Schafherde weidet zwischen Mörfelden und Walldorf

Tierische Landschaftspflege für Streuobstwiesen

Willkomme Knabberei: Dirk Kieselstein (BUND) lockt die Schafe im FFH-Gebiet zwischen Mörfelden und Walldorf mit frischen Blättern. (Foto: Schüler)

Mörfelden-Walldorf (msh). 264 neue Bewohner hat die Doppelstadt seit Mitte vergangener Woche: Vom Landschaftspflegehof Stürz in Griesheim ist auch in diesem Jahr wieder eine Schafsherde ins FFH (kurz für: Flora-Fauna-Habitat)-Landschaftsschutzgebiet zwischen Walldorf und Mörfelden gezogen und wird dort voraussichtlich bis Ende Oktober die „Pflegearbeiten“ übernehmen. 

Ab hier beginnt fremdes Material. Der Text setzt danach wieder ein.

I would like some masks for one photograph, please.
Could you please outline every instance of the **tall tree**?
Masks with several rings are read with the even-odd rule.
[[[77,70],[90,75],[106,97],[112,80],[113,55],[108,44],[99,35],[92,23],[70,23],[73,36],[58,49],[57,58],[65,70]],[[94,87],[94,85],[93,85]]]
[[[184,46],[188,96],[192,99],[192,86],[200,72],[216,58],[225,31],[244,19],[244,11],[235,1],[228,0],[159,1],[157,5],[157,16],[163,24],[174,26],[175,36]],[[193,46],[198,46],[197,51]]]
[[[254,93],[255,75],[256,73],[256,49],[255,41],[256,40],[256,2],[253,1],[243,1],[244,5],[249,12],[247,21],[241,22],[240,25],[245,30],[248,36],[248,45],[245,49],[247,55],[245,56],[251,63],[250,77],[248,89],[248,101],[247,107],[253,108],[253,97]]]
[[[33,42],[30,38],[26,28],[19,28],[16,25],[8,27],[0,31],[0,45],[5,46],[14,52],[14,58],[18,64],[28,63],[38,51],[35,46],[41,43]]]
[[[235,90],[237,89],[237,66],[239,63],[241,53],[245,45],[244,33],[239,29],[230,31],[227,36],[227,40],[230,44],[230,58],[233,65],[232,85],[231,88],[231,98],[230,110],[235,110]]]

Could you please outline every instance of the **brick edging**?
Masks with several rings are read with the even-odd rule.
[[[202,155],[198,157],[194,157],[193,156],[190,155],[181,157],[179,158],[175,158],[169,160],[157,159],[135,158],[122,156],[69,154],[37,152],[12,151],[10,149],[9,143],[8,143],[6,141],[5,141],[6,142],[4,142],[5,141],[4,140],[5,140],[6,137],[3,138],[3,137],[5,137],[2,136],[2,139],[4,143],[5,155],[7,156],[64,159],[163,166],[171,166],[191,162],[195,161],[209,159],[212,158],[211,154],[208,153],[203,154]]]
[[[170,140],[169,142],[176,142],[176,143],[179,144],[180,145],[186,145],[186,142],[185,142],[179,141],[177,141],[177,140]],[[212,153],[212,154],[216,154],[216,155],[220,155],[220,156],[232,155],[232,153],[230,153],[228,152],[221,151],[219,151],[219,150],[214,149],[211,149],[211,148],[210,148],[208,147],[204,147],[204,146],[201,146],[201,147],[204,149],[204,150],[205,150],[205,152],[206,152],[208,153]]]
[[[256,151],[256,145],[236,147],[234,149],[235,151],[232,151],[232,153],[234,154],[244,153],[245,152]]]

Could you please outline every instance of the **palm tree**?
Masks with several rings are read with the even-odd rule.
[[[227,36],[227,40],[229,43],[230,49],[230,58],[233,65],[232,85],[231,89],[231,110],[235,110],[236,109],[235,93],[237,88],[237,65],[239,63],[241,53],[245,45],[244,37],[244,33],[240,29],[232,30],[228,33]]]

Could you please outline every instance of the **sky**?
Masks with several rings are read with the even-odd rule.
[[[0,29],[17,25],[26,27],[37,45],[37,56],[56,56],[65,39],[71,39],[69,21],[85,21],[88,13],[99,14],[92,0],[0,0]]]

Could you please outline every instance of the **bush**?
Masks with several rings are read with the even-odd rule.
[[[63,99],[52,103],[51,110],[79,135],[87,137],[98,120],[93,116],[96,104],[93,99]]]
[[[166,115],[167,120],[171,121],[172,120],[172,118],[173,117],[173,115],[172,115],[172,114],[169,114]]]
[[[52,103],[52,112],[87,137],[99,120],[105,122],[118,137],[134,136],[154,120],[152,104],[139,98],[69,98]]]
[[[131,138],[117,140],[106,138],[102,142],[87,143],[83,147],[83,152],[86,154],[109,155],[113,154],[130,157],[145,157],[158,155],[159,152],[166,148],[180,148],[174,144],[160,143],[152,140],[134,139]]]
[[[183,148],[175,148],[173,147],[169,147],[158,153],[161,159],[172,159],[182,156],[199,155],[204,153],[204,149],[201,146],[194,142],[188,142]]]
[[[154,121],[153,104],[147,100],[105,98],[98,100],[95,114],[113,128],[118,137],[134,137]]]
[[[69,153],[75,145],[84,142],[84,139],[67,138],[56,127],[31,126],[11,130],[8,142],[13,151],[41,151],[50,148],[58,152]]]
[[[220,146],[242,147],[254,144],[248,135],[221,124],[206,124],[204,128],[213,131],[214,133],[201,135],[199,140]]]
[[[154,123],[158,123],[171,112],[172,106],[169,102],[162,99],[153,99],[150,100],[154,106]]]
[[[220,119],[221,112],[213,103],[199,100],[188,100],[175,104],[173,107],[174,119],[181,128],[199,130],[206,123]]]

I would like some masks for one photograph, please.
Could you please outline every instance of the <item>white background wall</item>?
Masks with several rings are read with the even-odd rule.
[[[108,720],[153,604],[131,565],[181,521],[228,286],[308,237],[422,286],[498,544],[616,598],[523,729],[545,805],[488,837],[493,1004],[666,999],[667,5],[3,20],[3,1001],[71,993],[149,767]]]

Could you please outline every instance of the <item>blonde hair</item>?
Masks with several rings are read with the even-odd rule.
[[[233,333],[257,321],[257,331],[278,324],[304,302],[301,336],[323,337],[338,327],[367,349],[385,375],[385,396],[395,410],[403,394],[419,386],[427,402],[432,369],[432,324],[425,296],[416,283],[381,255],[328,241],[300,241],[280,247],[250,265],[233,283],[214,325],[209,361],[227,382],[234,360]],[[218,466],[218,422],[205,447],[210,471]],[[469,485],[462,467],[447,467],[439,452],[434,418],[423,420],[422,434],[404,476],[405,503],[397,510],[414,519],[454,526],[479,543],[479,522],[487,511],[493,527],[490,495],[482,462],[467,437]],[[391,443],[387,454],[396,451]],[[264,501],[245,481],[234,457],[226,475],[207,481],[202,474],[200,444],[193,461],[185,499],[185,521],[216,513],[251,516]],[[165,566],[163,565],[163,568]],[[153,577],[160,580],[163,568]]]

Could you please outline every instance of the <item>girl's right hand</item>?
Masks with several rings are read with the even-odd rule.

Dass die Schafe wieder da sind, freut vor allem Dirk Kieselstein von der BUND-Ortsgruppe Mörfelden-Walldorf. Seit einigen Jahren betreut er das Projekt und spricht mit den Verantwortlichen ab, wo und wie für die Herde Weidefläche geschaffen wird. „Sonst haben wir immer nah an der Bertha-von-Suttner-Schule angefangen, die Schafsherde auszuladen und weiden zu lassen, in diesem Jahr machen wir es andersherum und beginnen hier am Ortsrand von Mörfelden, nahe dem Zillering“, erläutert Kieselstein.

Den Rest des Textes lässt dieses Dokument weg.